A question asked if a parent was imprisoned without taking into account that an abusive father being locked away may have been the best thing that happened rather than a trauma. I could go on.

It is very difficult to put a measure on childhood trauma as each child copes in a different way. Some people will use abuse as an excuse to avoid personal responsibility for anything that goes wrong in adulthood while others will refuse to be bowed down so they struggle too hard to succeed.

The effect on illness is also difficult to measure. Most serious abuse of children has a physical component. A child who is continually slapped round the head is more likely to have neurological problems than psychological ones. The idea that trauma means psychological disease is simplistic, a ladybird book science we find too often in BPS work.
 
from similar article in the Sun
"The diaries came to light five years ago, when Elinor died in a nursing home aged 69 after developing an infection."

Wouldn't be be strange for someone with a disorder to reveal the truth in their diaries?

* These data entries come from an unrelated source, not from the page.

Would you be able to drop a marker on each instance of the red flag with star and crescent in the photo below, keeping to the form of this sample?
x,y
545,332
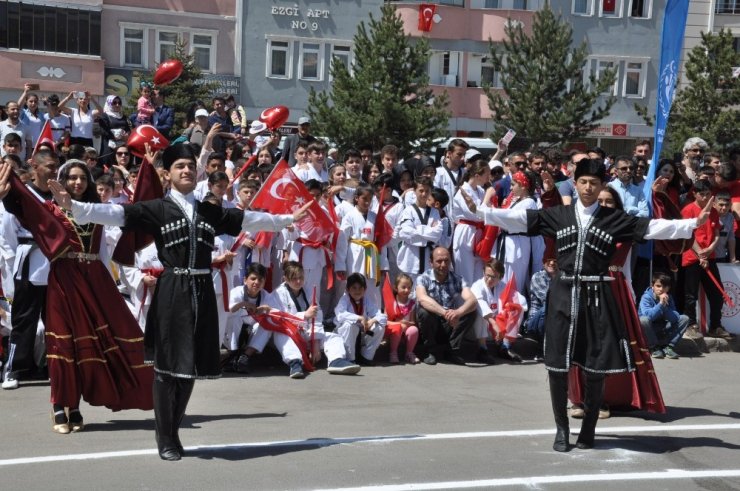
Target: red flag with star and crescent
x,y
283,193
45,137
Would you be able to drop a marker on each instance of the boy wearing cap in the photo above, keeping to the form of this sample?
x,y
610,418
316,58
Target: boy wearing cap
x,y
181,338
583,321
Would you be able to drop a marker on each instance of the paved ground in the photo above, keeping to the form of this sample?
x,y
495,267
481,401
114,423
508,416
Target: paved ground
x,y
395,427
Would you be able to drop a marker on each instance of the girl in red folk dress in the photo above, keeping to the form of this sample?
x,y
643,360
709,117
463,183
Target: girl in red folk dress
x,y
95,348
639,389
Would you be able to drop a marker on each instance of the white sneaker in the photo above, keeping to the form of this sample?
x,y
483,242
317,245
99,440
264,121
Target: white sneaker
x,y
10,382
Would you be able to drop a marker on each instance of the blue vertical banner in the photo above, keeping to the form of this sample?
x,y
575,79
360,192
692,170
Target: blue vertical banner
x,y
671,43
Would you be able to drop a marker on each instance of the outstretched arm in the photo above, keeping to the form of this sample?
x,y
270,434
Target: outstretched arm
x,y
102,213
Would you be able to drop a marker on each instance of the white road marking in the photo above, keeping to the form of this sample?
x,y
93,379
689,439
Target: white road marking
x,y
323,442
538,480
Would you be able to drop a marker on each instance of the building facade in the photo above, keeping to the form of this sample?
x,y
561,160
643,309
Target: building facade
x,y
287,47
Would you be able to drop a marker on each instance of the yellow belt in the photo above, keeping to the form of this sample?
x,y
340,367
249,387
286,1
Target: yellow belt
x,y
371,254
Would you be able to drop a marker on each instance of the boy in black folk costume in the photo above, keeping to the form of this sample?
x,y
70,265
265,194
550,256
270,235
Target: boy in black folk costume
x,y
583,324
181,337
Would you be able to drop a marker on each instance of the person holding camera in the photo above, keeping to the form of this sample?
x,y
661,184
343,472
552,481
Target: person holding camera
x,y
82,117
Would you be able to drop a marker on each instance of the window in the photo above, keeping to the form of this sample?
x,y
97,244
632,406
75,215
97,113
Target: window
x,y
311,64
166,42
640,9
201,49
583,7
634,79
52,29
610,8
341,54
133,47
279,59
601,67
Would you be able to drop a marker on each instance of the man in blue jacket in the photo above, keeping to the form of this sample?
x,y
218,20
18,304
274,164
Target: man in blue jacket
x,y
662,324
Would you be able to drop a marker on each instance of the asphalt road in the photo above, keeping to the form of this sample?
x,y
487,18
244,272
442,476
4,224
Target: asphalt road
x,y
392,427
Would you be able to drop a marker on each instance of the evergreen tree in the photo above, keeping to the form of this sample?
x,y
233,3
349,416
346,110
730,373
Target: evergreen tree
x,y
544,97
181,93
385,98
707,106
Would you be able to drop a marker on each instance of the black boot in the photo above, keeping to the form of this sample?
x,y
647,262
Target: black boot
x,y
592,400
182,396
559,400
164,389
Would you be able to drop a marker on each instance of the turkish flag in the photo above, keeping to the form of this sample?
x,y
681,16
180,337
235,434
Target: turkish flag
x,y
283,193
383,230
146,133
45,137
148,187
426,14
289,325
510,311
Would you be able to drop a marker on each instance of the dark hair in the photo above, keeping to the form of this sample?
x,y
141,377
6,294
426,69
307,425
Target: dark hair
x,y
217,176
423,181
664,278
256,269
702,185
352,152
90,195
440,195
615,196
356,279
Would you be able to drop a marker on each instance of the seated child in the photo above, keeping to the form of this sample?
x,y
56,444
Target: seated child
x,y
660,321
401,320
359,320
488,291
291,298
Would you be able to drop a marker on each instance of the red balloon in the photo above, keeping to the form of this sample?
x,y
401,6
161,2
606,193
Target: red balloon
x,y
167,72
274,117
146,133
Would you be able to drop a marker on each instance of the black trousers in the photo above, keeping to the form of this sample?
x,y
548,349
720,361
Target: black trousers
x,y
29,303
437,335
693,275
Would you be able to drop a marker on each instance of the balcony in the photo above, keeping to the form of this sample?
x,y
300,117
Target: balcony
x,y
727,7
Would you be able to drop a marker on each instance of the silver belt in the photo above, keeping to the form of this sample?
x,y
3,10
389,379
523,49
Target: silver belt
x,y
191,271
597,278
82,256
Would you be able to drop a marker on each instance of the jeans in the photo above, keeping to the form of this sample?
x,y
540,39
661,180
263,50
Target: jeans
x,y
661,332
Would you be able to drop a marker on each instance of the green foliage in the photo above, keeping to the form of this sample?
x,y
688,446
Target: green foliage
x,y
385,98
708,106
181,93
544,97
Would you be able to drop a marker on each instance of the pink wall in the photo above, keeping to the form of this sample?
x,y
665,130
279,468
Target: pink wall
x,y
458,23
92,73
217,7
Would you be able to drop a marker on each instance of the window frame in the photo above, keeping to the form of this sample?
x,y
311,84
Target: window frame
x,y
648,15
642,82
288,58
320,50
144,44
589,5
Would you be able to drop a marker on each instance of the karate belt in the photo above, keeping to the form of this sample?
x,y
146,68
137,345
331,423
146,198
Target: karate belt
x,y
191,271
372,258
82,256
327,258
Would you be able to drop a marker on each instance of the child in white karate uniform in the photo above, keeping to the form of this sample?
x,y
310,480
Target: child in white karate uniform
x,y
420,230
358,315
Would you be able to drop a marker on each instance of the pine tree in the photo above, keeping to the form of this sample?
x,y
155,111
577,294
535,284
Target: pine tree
x,y
544,97
181,93
707,106
385,98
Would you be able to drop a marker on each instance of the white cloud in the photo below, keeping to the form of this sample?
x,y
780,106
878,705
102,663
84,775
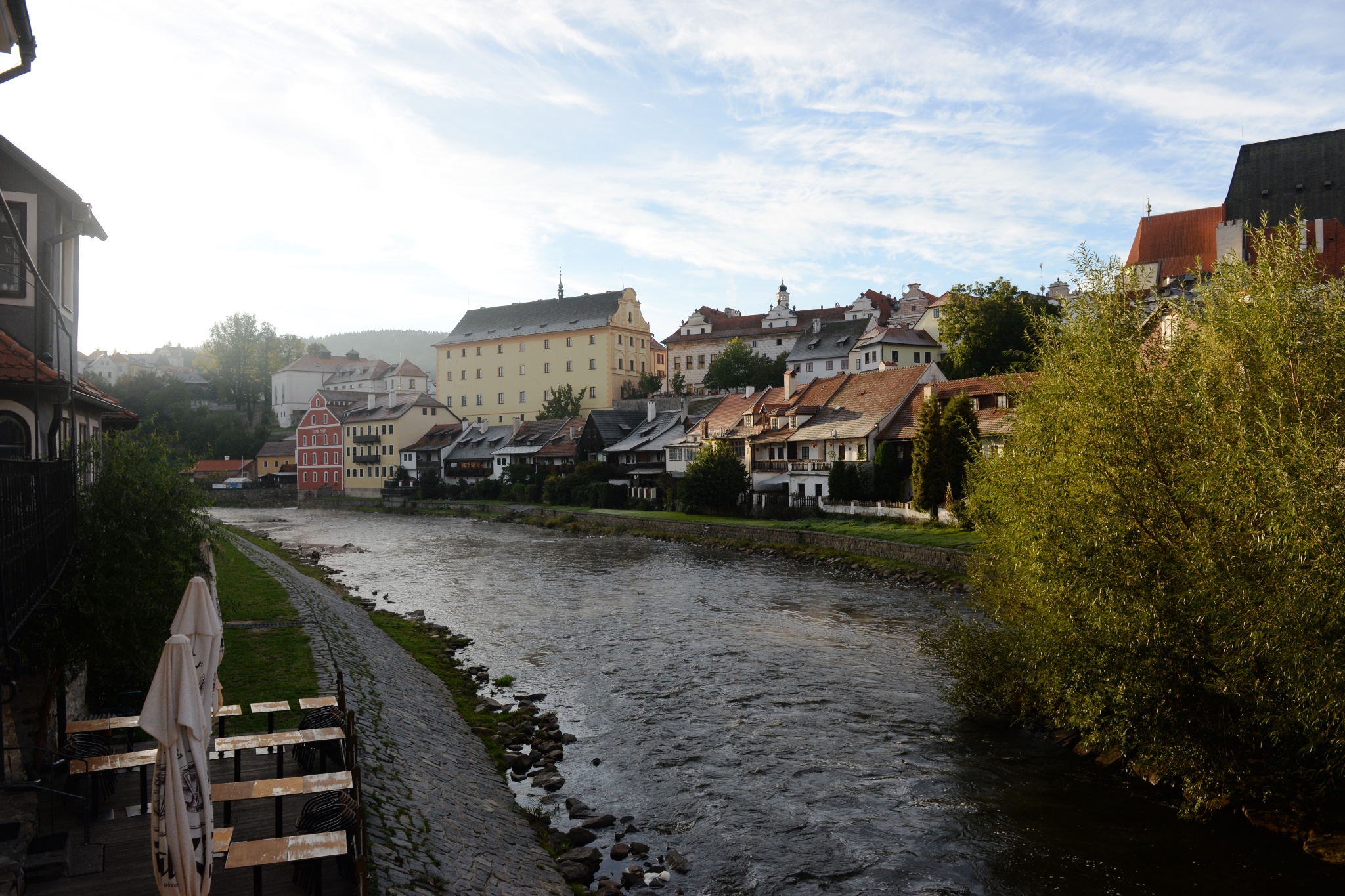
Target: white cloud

(p.s. I switched off Radio 4 when it felt as if they weren't asking the right questions but that could have changed over the interview)
 
Wouldn't be be strange for someone with a disorder to reveal the truth in their diaries?

A quick search seems to indicate that people with Munchausen's are aware that they are lying, but that they are also unable to keep themselves from doing so. Admitting, perhaps regretting, an antisocial compulsion in a diary seems pretty common in drama, at least. I not sure how often it happens in real life.
 
Is it possible that some people with a ‘contested’ illness come to the mistaken belief that they have some form of Munchausen’s when in fact they have a genuine illness?

When doctors repeatedly tell someone they have a psychosomatic condition is it possible that an impressionable person comes to the conclusion that they themselves are lying or delusional? There are symptoms that are difficult to understand, for example severe pain in the absence of identified structural damage or disease, or the inability to walk across a room one day contrasted with the ability to walk a couple of miles the next, so when the person is repeatedly told their symptoms don’t exist, they come to believe that they would be lying if they reported these symptoms.

An iatrogenic induced false Munchausen’s in the context of a real but unacknowledged biomedical condition.
 
That would make sense @Peter Trewhitt .

And if CBT really does alter folks beliefs about themselves and their situations etc then surely it is just as possible that some one could have intraogenic Munchausens!

Surely therapists who deliver CBT should have considered (as part of the ethics of CBT delivery perhaps) what might happen if patients were persuaded by CBT to belief something false?